Devemos nos
chamar de “evangélicos” ou não? Dentro dos debates que tenho visto e vivido
sobre se um cristão assumir a terminologia “evangélico” faz dele um religioso
vazio e distante do Evangelho de Cristo, um mau fariseu (para não ser
generalista e injusto com os bons fariseus, como Paulo e Gamaliel), um
legalista etc, reproduzo abaixo um magnífico texto escrito pelo reverendo John
Stott a esse respeito. Sugiro que você leia, reflita, dispa-se dos preconceitos
e jargões e deleite-se nas reflexões desse que é considerado um dos maiores
teólogos das últimas décadas – até seu falecimento recente. Segue o que o
saudoso Pastor Stott falou sobre denominar-se ou não “evangélico”, a partir da
perspectiva correta: a bíblica e histórica.
É uma
análise curta, porém magnífica, do significado desse conceito, sem a influência
que nós, brasileiros, recebemos do mau exemplo de um punhado de maus líderes e
igrejas que se chamam “evangélicas” mas que praticam e pregam barbaridades do
ponto de vista bíblico. Ouçamos então essa voz que tanto edificou os cristãos
dos séculos 20 e 21 com seu conhecimento sobre as coisas de Deus.
(Agradeço
ao irmão João Paulo Silva, que me encaminhou o texto).
A Tradição
Evangélica
John Stott
John Stott
Gostaria de
argumentar, embora corra o risco de simplificar em demasia e de ser acusado de
arrogante, que a fé evangélica não é outra senão a fé cristã histórica. O
cristão evangélico não é aquele que diverge, mas que busca ser leal em sua
procura pela graça de Deus, a fim de ser fiel à revelação que Deus fez de si
mesmo em Cristo e nas Escrituras.
A fé
evangélica não é uma visão peculiar ou esotérica da fé cristã – ela é a fé
cristã. Não é uma inovação recente. A fé evangélica é o cristianismo original,
bíblico e apostólico. A marca dos evangélicos não é tanto um conjunto impecável
de palavras quanto um espírito submisso, a saber, a resolução a priori de crer
e de obedecer ao que quer que seja que as Escrituras ensinem.
Eles estão,
de antemão, comprometidos com as Escrituras, independentemente do que se possa
descobrir que elas digam.
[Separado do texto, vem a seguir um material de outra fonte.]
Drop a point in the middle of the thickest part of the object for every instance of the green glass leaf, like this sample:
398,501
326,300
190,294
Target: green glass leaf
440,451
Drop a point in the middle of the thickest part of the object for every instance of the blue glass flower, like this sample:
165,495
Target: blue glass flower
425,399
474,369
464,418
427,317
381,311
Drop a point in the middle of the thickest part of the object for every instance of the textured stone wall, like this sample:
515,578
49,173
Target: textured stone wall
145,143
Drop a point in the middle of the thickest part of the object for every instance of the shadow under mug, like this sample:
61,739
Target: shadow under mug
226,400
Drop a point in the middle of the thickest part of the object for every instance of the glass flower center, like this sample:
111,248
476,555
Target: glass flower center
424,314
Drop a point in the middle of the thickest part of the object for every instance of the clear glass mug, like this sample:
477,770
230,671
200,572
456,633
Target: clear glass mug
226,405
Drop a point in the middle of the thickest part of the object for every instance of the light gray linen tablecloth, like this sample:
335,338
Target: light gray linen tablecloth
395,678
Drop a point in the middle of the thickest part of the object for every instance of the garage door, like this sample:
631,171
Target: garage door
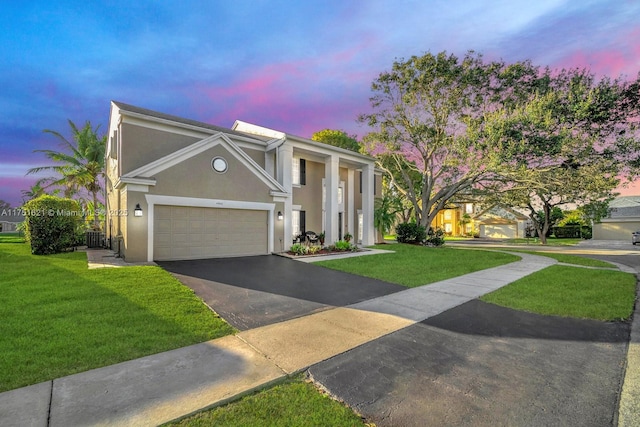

Eles afirmam não ter liberdade para lançar seus
próprios termos para sua crença e comportamento. Percebem essa perspectiva de
humildade e de obediência como uma implicação essencial do senhorio de Cristo
sobre eles.
As tradições
católica e liberal tendem a exaltar a inteligência e a bondade humana e,
portanto, esperam que os seres humanos contribuam de alguma forma para a
iluminação e salvação deles mesmos. Os evangélicos, de outro lado, embora
afirmem veementemente a imagem divina que a nossa humanidade carrega, têm a
tendência de enfatizar nossa finitude humana e queda e, portanto, de insistir
que sem a revelação não podemos conhecer Deus e sem a redenção não podemos
alcançá-lo.
Essa é a
razão pela qual os aspectos essenciais do evangelho focam a Bíblia e a cruz,
bem como a indispensabilidade delas, uma vez que foi por meio delas que a
Palavra de Deus nos foi comunicada e que a obra de Deus em favor de nós foi
realizada. Na verdade, sua graça apresenta a forma trinitária. Primeiro, Deus
tomou a iniciativa em ambas as esferas, ensinando-nos o que não poderíamos
saber de outra forma, bem como dando-nos o que não poderia nos ser dado de
outra maneira. Segundo, em ambas as esferas o Filho desempenha um papel
singular, como o único mediador por meio de quem a iniciativa do Pai foi
tomada. Ele é a Palavra que se fez carne, por meio de quem a glória do Pai foi
manifestada. Ele é o imaculado que se tornou pecado por nós para que o Pai
pudesse nos reconciliar com ele mesmo.
Além disso,
a Palavra de Deus falada por meio de Cristo e a obra de Deus realizada por
intermédio de Cristo eram ambas hapax , completadas de uma vez por todas. Nada
pode ser acrescentado a nenhuma delas, sem que com isso se deprecie a perfeição
da palavra e da obra de Deus realizada por meio de Cristo. Depois, em terceiro
lugar, tanto na revelação quanto na redenção, o ministério do Espírito Santo é
essencial. É ele que ilumina nossa mente para compreender o que Deus revelou em
Cristo, e é ele quem move nosso coração para receber o que Deus alcançou por
meio de Cristo.
Assim,
nessas duas esferas, o Pai agiu por meio do Filho e continua a agir por meio do
Espírito Santo. Os evangélicos consideram essencial crer não apenas no
evangelho revelado na Bíblia, mas também em toda a revelação da Bíblia; crer
não apenas que “Cristo morreu por nós”, mas também que ele morreu “por nossos
pecados” e, de forma que Deus, em amor santo, pode perdoar os crentes
penitentes; crer não apenas que recebemos o Espírito, mas também que ele faz
uma obra sobrenatural em nós, algo que, de variadas formas, foi retratado no
Novo Testamento como “regeneração”, “ressurreição” e “recriação”.
Eis aqui
três aspectos da iniciativa divina: Deus revelou-se em Cristo e no testemunho
bíblico total sobre Cristo; Deus redimiu o mundo por meio de Cristo e tornou-se
pecado e maldição por nós; e Deus transformou radicalmente os pecadores pela
operação interna de seu Espírito.
A fé
evangélica, assim afirmada, é o cristianismo histórico, maior e trinitário, e
não um desvio excêntrico dele. Pois não vemos a nós mesmos oferecendo um novo
cristianismo, mas chamando a Igreja ao cristianismo original.
Se
“evangélico” descreve uma teologia, essa teologia é a teologia bíblica. Os
evangélicos argumentam que são cristãos bíblicos plenos e que, para ser um
cristão bíblico, é necessário ser cristão evangélico. Explicando dessa forma,
isso pode soar como arrogância e exclusivismo, mas essa é uma crença sincera.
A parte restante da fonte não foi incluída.